Not at full price. You think publishers are going to support a platform where everyone waits for their games to be fixed where they buy the game only after it's been on sale?
I'm confused about what you are lobbing for. I thought your complaint was the state of games at launch but most games sold over time will mean it is available on sale at a lower price than at launch. From my DF viewing, it feels many games are launched with technical issues, some/many of which are resolved in post-launch patches.

I don't know if there is hard data, but most games generally don't go on sale on any platform immediately after launch - regardless of sales numbers and patches seem fairly prolific post-launch. If there are technical issues with games that can be fixed with patches in the first few weeks, then in my experience is that games stick to their launch price but there may be some outliers.

But if there is a theoretical published who release games in a poor state and then cannot fix them due to poor sales, is that really the kind of publisher you want to support with pre-order/early sales? It feels like you are railing against this practice.
 
I'm confused about what you are lobbing for. I thought your complaint was the state of games at launch but most games sold over time will mean it is available on sale at a lower price than at launch. From my DF viewing, it feels many games are launched with technical issues, some/many of which are resolved in post-launch patches.

I don't know if there is hard data, but most games generally don't go on sale on any platform immediately after launch - regardless of sales numbers and patches seem fairly prolific post-launch. If there are technical issues with games that can be fixed with patches in the first few weeks, then in my experience is that games stick to their launch price but there may be some outliers.

But if there is a theoretical published who release games in a poor state and then cannot fix them due to poor sales, is that really the kind of publisher you want to support with pre-order/early sales? It feels like you are railing against this practice.
The complaint from the consumer side of me is the state of games at launch. The issue with not buying games at launch... is publishers/developers interpreting correctly the reason why people aren't buying their games at launch.

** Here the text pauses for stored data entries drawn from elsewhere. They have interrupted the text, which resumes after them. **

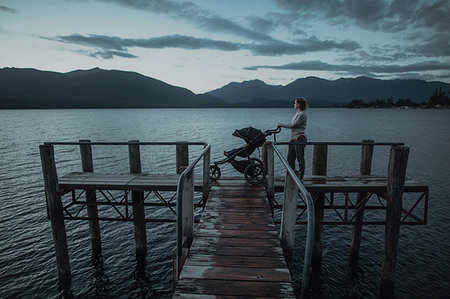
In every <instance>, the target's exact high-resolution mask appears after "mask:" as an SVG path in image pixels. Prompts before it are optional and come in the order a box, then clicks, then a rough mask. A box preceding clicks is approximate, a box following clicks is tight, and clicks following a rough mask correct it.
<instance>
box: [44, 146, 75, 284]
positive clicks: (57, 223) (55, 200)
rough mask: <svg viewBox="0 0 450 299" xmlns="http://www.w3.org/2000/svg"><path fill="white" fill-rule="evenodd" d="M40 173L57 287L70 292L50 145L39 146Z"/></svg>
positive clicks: (52, 157) (58, 203)
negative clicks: (48, 213)
mask: <svg viewBox="0 0 450 299" xmlns="http://www.w3.org/2000/svg"><path fill="white" fill-rule="evenodd" d="M39 150H40V153H41V162H42V171H43V175H44V183H45V193H46V197H47V204H48V211H49V214H50V220H51V225H52V232H53V242H54V244H55V253H56V267H57V269H58V279H59V286H60V288H61V289H62V290H64V291H69V290H70V285H71V277H72V274H71V272H70V262H69V251H68V247H67V235H66V227H65V224H64V212H63V207H62V202H61V197H60V196H59V195H58V193H59V184H58V175H57V173H56V163H55V154H54V150H53V146H52V145H48V144H44V145H40V146H39Z"/></svg>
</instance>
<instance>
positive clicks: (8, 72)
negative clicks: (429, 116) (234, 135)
mask: <svg viewBox="0 0 450 299" xmlns="http://www.w3.org/2000/svg"><path fill="white" fill-rule="evenodd" d="M439 88H442V89H443V90H444V91H445V92H449V91H450V84H448V83H444V82H427V81H422V80H379V79H372V78H367V77H357V78H341V79H338V80H325V79H321V78H317V77H307V78H300V79H297V80H295V81H293V82H292V83H290V84H288V85H285V86H283V85H268V84H266V83H264V82H263V81H261V80H251V81H243V82H241V83H237V82H232V83H229V84H227V85H225V86H223V87H221V88H219V89H215V90H212V91H210V92H207V93H204V94H194V93H193V92H192V91H190V90H188V89H186V88H182V87H177V86H173V85H169V84H167V83H165V82H162V81H160V80H157V79H154V78H150V77H147V76H144V75H141V74H139V73H135V72H126V71H118V70H103V69H99V68H94V69H91V70H77V71H72V72H68V73H57V72H49V71H40V70H36V69H19V68H3V69H0V109H20V108H175V107H193V108H194V107H217V108H221V107H234V108H239V107H292V101H293V100H294V99H295V98H296V97H299V96H303V97H306V98H307V99H308V103H309V105H310V106H311V107H332V106H333V105H335V104H345V103H348V102H350V101H352V100H355V99H362V100H364V101H371V100H375V99H387V98H389V97H392V98H393V99H394V100H397V99H400V98H403V99H408V98H409V99H411V100H412V101H414V102H424V101H425V102H426V101H428V99H429V97H430V96H431V94H432V93H433V91H434V90H436V89H439Z"/></svg>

Now... if everyone waits for a game to be fixed... and let's be real.. if a game has issues at launch, PC gamers move on to the next thing and *if* publishers are lucky they'll catch them during a sale down the line. Games go on sale mere months after release... ESPECIALLY if they fail to sell well initially at launch. The problem with that... is that it's hard to be as successful when people aren't paying $60+ for your game... Hell the Days Gone developers even flat out said.. "don't complain if you don't get a sequel if you didn't buy it full price", the reality of the situation is that you need to buy the game when it's full price... otherwise those games will not meet expectations and sequels will not be granted.. and studios go out of business.

So you see, my concern.. is that publishers get the right message. That being they can't blame anyone but themselves. They can't operate on the hope that people will buy their game if they fix the problems it launches with.. because gamers wont pay full price for the game any longer.. They need to get the message that they have to get it right the first time... and NOT rely on patching. You don't send them that message by buying the game if they fix it after a month or so... That just reinforces the behavior that they can launch games in a shitty state and then fix it later.

This is why I said it's more complicated than just "don't buy it".. If PC gamers don't buy games... they risk not getting them at all. I don't want the message to be "we don't want your game"... I want it to be "we want your game, we want to spend $60... but it needs to perform well at launch".